Giovedì 29 settembre, a San Romano, si è aperto l’anno di pastorale giovanile. A tenere una conferenza sul tema «Chiamati a scegliere» è stato invitato don Michele Falabretti, prete bergamasco, responsabile del Servizio nazionale per la pastorale giovanile, al quale abbiamo rivolto alcune domande.
Don Michele, il vescovo di Livorno, monsignor Simone Giusti, nella sua lettera pastorale del 2017 indirizzata ai giovani, ha scritto con coloritura d’accenti che «i giovani sono splendidi e capaci di fare cretinate incredibili. Eroi nella solidarietà e primi attori nel narcisismo: tutto contemporaneamente». Espressione che in un baleno racconta il tumulto dei vent’anni. dal suo punto di osservazione cosa può dirci del mondo giovanile? Quali sfide pone la loro stagione anagrafica?

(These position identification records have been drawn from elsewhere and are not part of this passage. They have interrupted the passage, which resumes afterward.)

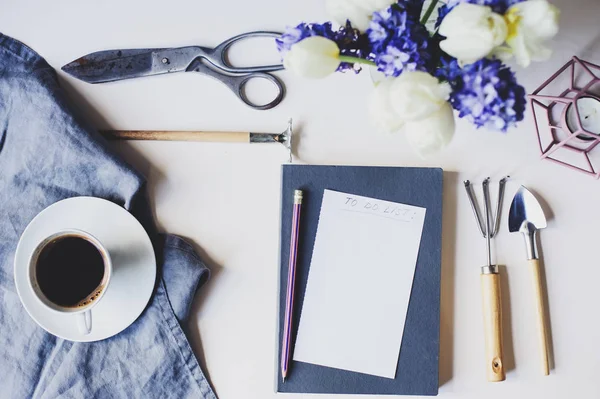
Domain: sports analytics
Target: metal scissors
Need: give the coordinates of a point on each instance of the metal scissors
(112, 65)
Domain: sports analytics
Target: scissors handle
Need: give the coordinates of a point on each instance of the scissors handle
(219, 54)
(237, 82)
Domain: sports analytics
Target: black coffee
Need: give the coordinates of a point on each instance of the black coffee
(69, 270)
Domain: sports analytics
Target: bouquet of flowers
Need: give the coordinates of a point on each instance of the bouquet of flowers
(456, 63)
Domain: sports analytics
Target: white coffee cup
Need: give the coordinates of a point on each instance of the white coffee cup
(82, 309)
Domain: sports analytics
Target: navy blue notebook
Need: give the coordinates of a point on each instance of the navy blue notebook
(417, 372)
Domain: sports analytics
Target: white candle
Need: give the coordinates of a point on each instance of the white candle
(589, 113)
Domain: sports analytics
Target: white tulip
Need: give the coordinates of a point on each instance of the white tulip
(530, 24)
(416, 95)
(313, 57)
(380, 108)
(430, 135)
(416, 102)
(357, 11)
(472, 32)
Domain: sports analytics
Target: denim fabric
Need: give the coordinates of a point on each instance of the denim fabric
(48, 154)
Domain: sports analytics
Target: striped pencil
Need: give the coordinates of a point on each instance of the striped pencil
(289, 302)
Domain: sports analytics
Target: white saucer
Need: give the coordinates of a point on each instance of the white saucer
(134, 266)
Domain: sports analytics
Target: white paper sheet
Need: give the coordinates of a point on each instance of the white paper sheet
(359, 284)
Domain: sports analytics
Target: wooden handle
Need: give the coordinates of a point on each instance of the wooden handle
(492, 323)
(534, 265)
(172, 135)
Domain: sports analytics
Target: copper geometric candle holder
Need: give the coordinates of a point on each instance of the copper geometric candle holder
(566, 136)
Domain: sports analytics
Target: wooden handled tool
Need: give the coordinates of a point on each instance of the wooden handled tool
(284, 137)
(492, 323)
(490, 282)
(174, 135)
(527, 217)
(534, 265)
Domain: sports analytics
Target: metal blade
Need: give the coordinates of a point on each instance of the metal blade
(526, 213)
(111, 65)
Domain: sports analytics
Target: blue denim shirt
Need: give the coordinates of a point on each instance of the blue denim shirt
(47, 153)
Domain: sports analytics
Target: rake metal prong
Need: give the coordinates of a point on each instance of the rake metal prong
(501, 185)
(474, 206)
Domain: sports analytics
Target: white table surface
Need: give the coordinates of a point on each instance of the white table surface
(225, 197)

«I giovani oggi vivono situazioni molto faticose, ma bisogna stare attenti a non “lisciarli” troppo. Per crescere, i ragazzi hanno bisogno di essere provocati e di ricevere fiducia, per non sentirsi inadeguati. Se manca la provocazione e l’esempio degli adulti si crea un vuoto grave. I giovani sono al tempo stesso splendidi e limitati nelle loro espressioni, lo sappiamo, ma il loro essere proiettati verso la vita è una cosa che stupisce sempre».
Che cosa cerca e vuole oggi un giovane? Si rende partecipe del cambiamento d’epoca che stiamo vivendo o si rifugia nell’indifferenza e nel disinteresse?

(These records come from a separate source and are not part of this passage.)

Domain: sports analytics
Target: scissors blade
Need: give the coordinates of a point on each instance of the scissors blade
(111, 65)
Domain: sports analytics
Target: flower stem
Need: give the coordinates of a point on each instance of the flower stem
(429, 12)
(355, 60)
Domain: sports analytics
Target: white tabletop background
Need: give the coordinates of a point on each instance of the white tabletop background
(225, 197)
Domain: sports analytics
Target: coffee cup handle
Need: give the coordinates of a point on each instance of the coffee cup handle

«Credo che un giovane cerchi quello che tutti abbiamo cercato nella vita: una ragazza, un ragazzo da amare, un lavoro attraverso il quale esprimersi, un’identità della propria persona, una famiglia. Interessante che i giovani dicano che credono molto nella famiglia e ne vorrebbero una propria. Il problema è che queste cose che abbiamo cercato tutti nella vita, oggi faticano ad avere un’identità precisa in una società profondamente cambiata».

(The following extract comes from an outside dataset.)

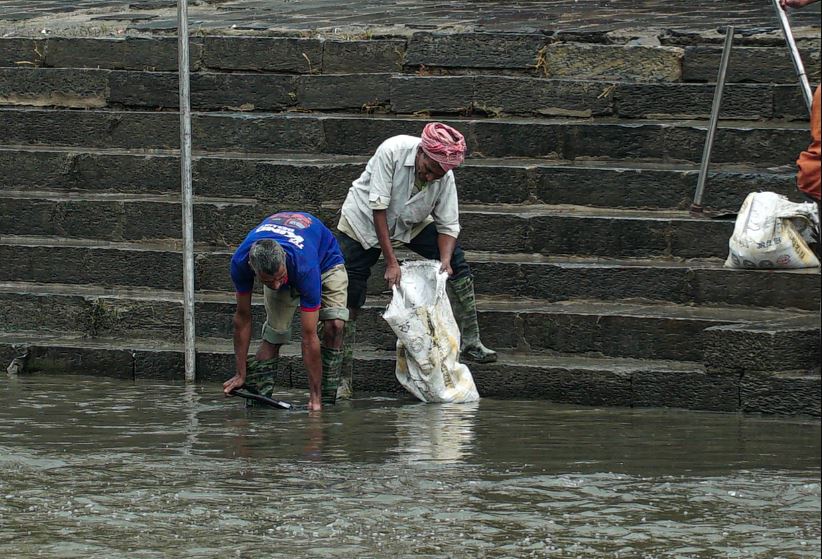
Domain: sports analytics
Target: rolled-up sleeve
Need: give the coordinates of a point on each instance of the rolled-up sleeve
(382, 179)
(446, 211)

Lei parla spesso della necessità di una pastorale della “cura” capace di offrire importanti margini di progettualità alla pastorale dei giovani. Ci può spiegare questo concetto?
«Accompagnare i giovani nasce come gesto di restituzione nessuno di noi è diventato grande da solo, quello che siamo quello che ciascuno di noi é lo deve al fatto che qualcuno si è preso cura di noi. Ora, questa cura richiede soprattutto che una comunità si metta in gioco su come fare spazio ai propri giovani, su come accompagnarli, su come renderli protagonisti di esperienze che possano far crescere: questa è la progettualità, non programmare la vita ma fare spazio ai giovani».
Come deve essere un buon educatore? Cosa gli si può e gli si deve chiedere?
«Mi colpisce quel passaggio nella Bibbia dove il Signore dice scegliendo Davide che Dio non sceglie le persone capaci ma rende capaci le persone che sceglie. Un buon educatore deve sentirsi chiamato a un compito. Non è lui che lo fa perché si sente migliore degli altri, è la comunità che gli chiede quel servizio. Un buon educatore deve dare l’anima, il corpo. Quando un buon educatore vuole bene ha già fatto tre quarti del suo lavoro».
Parliamo degli oratori parrocchiali e della loro offerta educativa. L’oratorio com’è visto e vissuto oggi? Ha ancora una sua forza attrattiva e una sua valenza?
«Sono anni che vado in giro per l’Italia e faccio il tifo e sponsorizzo l’idea dell’oratorio, perché l’oratorio è una casa, è un fare comunità, è un non permettere che le persone crescano da sole o siano lasciate a se stesse. L’oratorio oggi deve rispondere a esigenze diverse ma le forme dell’oratorio possono cambiare tranquillamente se mantengono questa dimensione fondamentale che i grandi educatori nella storia avevano intuito: la vita di comunità che sostiene la vita di ciascuno».
A che punto è, secondo lei, la Chiesa nella comprensione del complesso universo giovanile e come il Sinodo del 2018 ha favorito questa comprensione?
«Ho la sensazione che la Chiesa sia indietro nella comprensione di se stessa anzitutto perché le liti, le discussioni troppo aspre troppo da nemici troppo contrastanti ci dicono che noi non sappiamo più fare chiesa. Possibile che vi siano interpretazioni cosi diverse del Vangelo? La Parola è una sola. C’è un male profondo che ha preso il cuore di tutti gli uomini di oggi: l’individualismo e questo non ci mette in una dimensione di fede, perché la dimensione della fede non è costruire la mia chiesa o la mia idea di chiesa, ma costruire la chiesa che il Signore ci chiede di vivere oggi dentro a questo tempo».